It’s day eight of the fiscal cliff hostage crisis situation. And while a resolution still seems far off, there have been some significant changes. For the first time, President Obama, the holder of the hostage, has issued his demands. And a new set of external players is entering the scene: America’s chief executive officers.
Here’s the state of play. Come Jan. 1, the U.S. will go over the fiscal cliff. The Bush-era low tax rates on income, capital gains, dividends, and estates will expire. At the same time, automatic cuts that will affect defense contractors and other industries dependent on government will kick in. In the wake of last week’s election, President Obama came into control of items that Republicans in Congress desperately want. If Obama simply sits back and does nothing, the wealthy will have to start paying more taxes and the greatest Republican legislative achievement of this young century will disappear in a matter of weeks.
In previous installments, we’ve documented how Republicans have already made significant concessions—first acknowledging the need for more revenues in any deal, and then saying those revenues should come primarily from eliminating tax breaks for the wealthy. Meanwhile, Democrats have generally stood fast and have increased their demands.
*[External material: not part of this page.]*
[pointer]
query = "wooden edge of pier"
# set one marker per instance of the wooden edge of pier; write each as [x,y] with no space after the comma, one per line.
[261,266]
The last 24 hours have brought new developments. First, President Obama has laid out a marker for a grand bargain—and it’s a much more aggressive one than he has put out there previously. The Wall Street Journal reported, in advance of a meeting Friday with congressional leaders, Obama is calling for “$1.6 trillion in additional tax revenue over the next decade, far more than Republicans are likely to accept and double the $800 billion discussed in talks with GOP leaders during the summer of 2011.” Ouch. For those counting at home, that’s twice as much as was on the table just 13 months ago. As for the Republican suggestion that all the revenues come from tightening tax deductions and loopholes? Forget about it. Treasury Secretary Tim Geithner, appearing at a Wall Street Journal event, said Obama is “not prepared to extend the upper-income tax cuts.” So as Republicans edge closer to the Democrats’ position, the Democrats are moving away from the Republicans.
Now, America’s CEOs are getting involved. This evening, President Obama will meet with a group of top bosses at the White House to discuss the fiscal cliff and other economic issues. Among those attending: Pepsi CEO Indra Nooyi and GE CEO Jeff Immelt. To the extent corporate America got involved in the 2012 election, it was generally on the side of Mitt Romney. Lobbying organizations like the Chamber of Commerce funded huge anti-Obama advertising campaigns, while lots of CEOs contributed to anti-Obama Super PACs.
In the precincts of the rich, there is rising acceptance that their personal tax rates will be higher next year.
In effect, CEOs, especially Wall Street CEOs, went all in on a Romney victory. But as pragmatists, they have come around rather quickly. Many CEOs are genuinely freaked out at the prospect of the fiscal cliff. “At a Wall Street Journal CEO conference in Washington, 73 percent of participants said their primary concern was the so-called fiscal cliff,” the Journal reported Wednesday. But the bosses seem to be more worried about the impact of a slowdown on their companies’ bottom lines than on their own. An informal show of hands at the conference showed many of the CEOs were personally willing to pay higher taxes to reduce the deficit. In the precincts of the rich, there is rising acceptance that their personal tax rates will be higher next year.
Goldman Sachs CEO Lloyd Blankfein took to the op-ed page of The Wall Street Journal to offer an olive branch of sorts. Expressing concern that the fiscal cliff would “derail the fragile recovery,” he urged Congress to act. He accepted the premise that revenues must be part of the deal. “A number of CEOs and companies agree and support principles that call for a comprehensive and balanced solution to the debt problem—increased tax revenues and decreased spending,” he wrote. Blankfein also seemed to accept that tax rates on personal income would have to go up. “Broadening the personal income-tax base by closing loopholes will generate substantial additional revenue while minimizing increases in marginal tax rates [my italics] that could stifle risk-taking and robust growth.” Notice the small but important change here: increases in tax rates on personal income should be minimized, not ruled out. In other words, Blankfein’s position is quite closely aligned with Geithner’s.
Now, Blankfein doesn’t speak for the Republican Party any more than Robert Rubin speaks for the Democrats. But to have the CEO of one of America’s most powerful investment banks publicly make the case that it is OK for marginal tax rates to rise is significant. It’s amazing the difference a week makes.